Keep in mind, too, the “euphemism treadmill” described by the Harvard College psychology professor Steven Pinker, who defined in a 1994 Occasions Opinion essay: “People invent new ‘polite’ words to refer to emotionally laden or distasteful things, but the euphemism becomes tainted by association and the new one that must be found acquires its own negative connotations.” For instance, the pathway from “crippled” to “handicapped” to “disabled” to “differently abled.” New phrases finally don’t depart freighted concepts behind; they merely take them on.

Take into account the phrase “urban renewal.” Beginning within the Nineteen Thirties, there have been initiatives in American cities to raze working-class, typically Black neighborhoods. They might finally get replaced with numerous civic tasks, comparable to new freeway building.

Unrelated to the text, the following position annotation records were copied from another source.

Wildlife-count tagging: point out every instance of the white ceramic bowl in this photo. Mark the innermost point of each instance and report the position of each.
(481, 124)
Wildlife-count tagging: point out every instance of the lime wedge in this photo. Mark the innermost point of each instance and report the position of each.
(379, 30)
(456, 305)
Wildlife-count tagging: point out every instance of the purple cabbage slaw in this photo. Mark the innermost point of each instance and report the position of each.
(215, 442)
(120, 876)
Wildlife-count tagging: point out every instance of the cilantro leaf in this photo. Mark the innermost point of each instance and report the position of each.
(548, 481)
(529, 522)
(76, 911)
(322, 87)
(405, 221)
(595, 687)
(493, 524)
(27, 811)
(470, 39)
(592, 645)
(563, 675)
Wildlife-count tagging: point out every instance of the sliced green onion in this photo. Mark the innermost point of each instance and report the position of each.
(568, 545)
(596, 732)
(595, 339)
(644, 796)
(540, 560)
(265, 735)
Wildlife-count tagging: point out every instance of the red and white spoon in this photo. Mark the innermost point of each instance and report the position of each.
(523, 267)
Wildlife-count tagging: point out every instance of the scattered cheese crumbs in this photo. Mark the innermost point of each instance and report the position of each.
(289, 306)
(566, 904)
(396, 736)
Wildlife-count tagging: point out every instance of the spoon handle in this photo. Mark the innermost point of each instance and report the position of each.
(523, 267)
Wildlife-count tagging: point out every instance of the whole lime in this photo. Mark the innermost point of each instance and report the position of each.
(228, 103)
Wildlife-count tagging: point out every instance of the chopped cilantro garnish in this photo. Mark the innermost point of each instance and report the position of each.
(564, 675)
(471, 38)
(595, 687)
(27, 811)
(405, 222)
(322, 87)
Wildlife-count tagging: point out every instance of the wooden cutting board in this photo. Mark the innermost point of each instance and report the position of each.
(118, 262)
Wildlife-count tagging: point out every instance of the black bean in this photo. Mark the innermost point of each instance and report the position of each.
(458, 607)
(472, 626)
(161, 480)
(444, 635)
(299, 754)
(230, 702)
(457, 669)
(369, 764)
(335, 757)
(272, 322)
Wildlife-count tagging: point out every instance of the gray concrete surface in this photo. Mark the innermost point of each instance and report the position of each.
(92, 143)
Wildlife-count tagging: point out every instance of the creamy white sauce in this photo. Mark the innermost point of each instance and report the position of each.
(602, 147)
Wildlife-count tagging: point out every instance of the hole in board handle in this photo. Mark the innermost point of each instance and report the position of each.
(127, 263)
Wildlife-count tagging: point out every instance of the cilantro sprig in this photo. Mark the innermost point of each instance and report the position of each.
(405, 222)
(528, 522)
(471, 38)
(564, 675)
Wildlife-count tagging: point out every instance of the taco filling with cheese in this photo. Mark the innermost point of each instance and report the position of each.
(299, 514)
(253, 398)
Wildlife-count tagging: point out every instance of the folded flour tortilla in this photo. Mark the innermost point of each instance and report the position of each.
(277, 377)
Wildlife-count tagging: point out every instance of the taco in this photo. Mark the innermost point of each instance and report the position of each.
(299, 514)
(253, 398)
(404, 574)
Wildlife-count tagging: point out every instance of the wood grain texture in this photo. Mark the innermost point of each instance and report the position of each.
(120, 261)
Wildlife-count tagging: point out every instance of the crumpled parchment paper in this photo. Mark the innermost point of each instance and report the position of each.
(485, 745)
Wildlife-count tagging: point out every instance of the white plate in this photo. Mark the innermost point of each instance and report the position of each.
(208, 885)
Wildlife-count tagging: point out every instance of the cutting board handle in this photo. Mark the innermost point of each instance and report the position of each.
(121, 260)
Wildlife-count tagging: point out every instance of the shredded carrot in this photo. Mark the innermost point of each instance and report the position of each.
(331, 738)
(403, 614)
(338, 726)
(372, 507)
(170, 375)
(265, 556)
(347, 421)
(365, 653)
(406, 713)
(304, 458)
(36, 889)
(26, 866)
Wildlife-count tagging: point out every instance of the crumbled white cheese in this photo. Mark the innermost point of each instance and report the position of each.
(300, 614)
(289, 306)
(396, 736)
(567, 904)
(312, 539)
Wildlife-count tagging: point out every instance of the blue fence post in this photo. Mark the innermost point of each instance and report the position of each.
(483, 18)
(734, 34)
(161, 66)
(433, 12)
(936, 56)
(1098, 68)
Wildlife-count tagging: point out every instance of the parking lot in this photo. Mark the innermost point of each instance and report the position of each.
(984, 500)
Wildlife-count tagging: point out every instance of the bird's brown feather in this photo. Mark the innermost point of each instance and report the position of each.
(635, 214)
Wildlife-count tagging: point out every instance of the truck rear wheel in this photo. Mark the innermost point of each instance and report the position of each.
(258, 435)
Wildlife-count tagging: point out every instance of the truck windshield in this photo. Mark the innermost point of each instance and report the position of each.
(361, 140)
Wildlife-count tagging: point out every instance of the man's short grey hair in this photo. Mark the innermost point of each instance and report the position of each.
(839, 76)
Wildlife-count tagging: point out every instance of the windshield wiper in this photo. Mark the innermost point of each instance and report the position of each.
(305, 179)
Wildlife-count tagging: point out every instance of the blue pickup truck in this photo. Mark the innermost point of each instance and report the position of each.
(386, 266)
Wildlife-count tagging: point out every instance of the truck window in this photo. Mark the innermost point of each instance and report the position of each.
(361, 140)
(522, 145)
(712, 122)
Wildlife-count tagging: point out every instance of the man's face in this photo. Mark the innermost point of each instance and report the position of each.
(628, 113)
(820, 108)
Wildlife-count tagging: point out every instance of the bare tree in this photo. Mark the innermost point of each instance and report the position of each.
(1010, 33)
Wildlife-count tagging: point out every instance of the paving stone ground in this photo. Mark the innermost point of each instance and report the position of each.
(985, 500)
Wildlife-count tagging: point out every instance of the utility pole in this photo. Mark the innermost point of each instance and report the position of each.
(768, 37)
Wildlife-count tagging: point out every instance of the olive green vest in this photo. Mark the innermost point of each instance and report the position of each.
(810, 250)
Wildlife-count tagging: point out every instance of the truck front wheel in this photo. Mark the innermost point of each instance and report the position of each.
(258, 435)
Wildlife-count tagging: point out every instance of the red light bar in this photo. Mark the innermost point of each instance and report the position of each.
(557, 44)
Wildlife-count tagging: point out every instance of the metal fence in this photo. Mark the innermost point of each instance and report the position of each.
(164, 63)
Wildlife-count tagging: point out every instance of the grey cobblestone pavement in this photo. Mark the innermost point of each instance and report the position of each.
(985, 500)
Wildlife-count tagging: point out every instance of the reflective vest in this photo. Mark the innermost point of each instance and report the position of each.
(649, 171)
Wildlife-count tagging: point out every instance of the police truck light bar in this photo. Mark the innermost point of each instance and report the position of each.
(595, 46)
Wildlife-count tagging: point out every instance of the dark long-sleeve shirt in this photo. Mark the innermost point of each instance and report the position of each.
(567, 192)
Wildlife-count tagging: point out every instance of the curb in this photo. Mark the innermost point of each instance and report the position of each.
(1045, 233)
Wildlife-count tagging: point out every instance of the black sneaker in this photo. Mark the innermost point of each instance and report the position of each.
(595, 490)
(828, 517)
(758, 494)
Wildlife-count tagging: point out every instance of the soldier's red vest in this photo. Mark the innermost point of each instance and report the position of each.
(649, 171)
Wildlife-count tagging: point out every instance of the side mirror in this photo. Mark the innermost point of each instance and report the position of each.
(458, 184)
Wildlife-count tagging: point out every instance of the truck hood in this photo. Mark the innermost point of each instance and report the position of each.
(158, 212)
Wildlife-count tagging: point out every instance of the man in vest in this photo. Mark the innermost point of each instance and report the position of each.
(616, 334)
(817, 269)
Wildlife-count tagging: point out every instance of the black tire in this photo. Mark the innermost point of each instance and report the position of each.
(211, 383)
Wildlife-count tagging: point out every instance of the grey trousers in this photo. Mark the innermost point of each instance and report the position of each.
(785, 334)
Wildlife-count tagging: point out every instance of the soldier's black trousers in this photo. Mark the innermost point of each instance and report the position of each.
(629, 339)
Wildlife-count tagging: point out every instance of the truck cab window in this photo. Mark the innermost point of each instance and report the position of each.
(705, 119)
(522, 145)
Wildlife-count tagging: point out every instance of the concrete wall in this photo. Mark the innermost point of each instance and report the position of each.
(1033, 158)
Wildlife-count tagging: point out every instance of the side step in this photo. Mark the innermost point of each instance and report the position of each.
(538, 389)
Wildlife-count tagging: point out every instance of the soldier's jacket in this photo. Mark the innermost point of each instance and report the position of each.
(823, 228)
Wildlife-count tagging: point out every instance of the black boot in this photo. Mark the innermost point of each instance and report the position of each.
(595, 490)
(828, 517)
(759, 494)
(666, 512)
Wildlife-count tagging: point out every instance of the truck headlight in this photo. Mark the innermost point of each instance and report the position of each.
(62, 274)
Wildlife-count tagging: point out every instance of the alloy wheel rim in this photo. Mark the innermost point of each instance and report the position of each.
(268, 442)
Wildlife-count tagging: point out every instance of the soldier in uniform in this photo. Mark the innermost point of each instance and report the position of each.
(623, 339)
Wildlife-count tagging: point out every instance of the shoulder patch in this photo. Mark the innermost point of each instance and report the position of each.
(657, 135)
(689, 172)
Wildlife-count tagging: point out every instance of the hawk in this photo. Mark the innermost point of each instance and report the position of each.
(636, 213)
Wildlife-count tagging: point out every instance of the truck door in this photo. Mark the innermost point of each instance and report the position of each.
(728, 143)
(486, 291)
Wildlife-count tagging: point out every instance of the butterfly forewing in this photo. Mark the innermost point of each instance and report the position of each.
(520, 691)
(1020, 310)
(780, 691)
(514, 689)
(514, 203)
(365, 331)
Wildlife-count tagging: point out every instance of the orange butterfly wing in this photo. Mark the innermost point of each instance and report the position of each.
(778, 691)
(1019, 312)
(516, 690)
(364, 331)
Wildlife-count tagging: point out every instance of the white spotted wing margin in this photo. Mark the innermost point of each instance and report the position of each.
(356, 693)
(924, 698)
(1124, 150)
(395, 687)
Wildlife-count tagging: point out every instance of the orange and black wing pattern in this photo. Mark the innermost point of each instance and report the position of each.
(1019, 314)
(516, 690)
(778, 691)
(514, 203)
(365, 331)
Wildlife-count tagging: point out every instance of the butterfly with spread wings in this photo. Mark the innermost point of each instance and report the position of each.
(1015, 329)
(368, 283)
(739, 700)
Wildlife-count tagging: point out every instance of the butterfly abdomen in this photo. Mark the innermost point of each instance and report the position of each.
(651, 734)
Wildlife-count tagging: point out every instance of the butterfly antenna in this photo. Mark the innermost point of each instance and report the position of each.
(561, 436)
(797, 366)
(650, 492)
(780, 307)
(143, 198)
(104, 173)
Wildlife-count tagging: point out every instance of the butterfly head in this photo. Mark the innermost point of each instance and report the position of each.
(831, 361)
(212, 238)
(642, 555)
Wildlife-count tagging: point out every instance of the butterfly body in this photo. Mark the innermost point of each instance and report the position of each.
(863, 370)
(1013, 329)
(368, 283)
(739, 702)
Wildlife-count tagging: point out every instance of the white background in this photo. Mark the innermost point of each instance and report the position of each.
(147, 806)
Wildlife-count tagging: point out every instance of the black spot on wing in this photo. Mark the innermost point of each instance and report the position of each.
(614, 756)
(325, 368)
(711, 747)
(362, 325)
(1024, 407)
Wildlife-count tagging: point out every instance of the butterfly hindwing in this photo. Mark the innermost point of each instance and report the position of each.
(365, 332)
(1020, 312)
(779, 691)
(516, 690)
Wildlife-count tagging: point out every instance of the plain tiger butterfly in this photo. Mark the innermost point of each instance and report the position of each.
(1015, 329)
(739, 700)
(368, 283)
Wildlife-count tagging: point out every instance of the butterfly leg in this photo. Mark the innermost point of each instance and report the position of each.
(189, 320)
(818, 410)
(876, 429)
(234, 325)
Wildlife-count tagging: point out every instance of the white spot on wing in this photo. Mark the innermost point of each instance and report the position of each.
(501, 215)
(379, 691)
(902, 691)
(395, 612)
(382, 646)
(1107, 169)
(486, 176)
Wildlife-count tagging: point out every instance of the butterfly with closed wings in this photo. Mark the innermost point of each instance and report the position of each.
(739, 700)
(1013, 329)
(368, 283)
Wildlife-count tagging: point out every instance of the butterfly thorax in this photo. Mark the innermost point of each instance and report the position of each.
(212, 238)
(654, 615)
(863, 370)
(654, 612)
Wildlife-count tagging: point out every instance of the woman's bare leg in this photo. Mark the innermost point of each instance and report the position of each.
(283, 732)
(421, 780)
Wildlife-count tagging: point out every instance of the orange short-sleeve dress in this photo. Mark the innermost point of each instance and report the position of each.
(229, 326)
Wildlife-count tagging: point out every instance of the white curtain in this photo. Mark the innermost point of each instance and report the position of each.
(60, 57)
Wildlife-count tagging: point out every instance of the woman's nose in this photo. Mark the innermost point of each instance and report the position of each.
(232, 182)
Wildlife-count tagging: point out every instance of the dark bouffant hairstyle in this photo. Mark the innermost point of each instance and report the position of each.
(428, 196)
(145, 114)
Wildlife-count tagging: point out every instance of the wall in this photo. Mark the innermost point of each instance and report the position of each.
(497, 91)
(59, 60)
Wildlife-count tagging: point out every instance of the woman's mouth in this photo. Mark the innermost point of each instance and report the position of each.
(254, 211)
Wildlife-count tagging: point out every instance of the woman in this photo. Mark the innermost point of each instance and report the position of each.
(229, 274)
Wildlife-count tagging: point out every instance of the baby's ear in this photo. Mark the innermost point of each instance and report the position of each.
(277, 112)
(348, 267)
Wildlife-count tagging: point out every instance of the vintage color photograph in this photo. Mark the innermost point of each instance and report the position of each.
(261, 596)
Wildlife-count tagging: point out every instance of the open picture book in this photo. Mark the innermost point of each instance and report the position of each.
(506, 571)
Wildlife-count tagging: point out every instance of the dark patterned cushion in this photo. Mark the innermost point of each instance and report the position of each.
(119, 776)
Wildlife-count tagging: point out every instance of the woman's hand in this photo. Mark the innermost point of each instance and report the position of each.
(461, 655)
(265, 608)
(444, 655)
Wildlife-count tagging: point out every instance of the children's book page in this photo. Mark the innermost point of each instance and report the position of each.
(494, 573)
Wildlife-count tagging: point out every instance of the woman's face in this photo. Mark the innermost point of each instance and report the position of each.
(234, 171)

One time period for this, embraced by metropolis planning éminences grises such as Robert Moses in New York Metropolis, was “slum clearance.”

Because the years handed, the downsides of this destruction of modest however cohesive communities grew to become extra obvious, and the time period “slum clearance” was steadily supplanted by the time period “urban renewal,” beginning in the 1950s. However calling it city renewal didn’t persuade a variety of writers, thinkers and displaced residents to have fun this harmful dislocation. Aside from by, maybe, some metropolis planners, city renewal was more and more perceived as a glum enterprise — the identical enterprise — as slum clearance. James Baldwin memorably coined it with the extra reality-based time period, “Negro removal.”

Even when factoring in Pinker’s treadmill, I perceive the impulse to seek advice from “enslaved people” fairly than “slaves” — not all new terminology is pointless. Describing somebody as a “slave” could be taken as indicating that servitude is an inherent trait fairly than an imposed situation. However I believe that after some time, the time period “enslaved person” will proceed its lexical drift and we’ll want a brand new time period. Why? Due to what occurred to “homeless person,” which started as an enlightened alternative for phrases comparable to “bum” and “bag lady,” however is now itself being slowly changed by referring to somebody who's “unhoused.”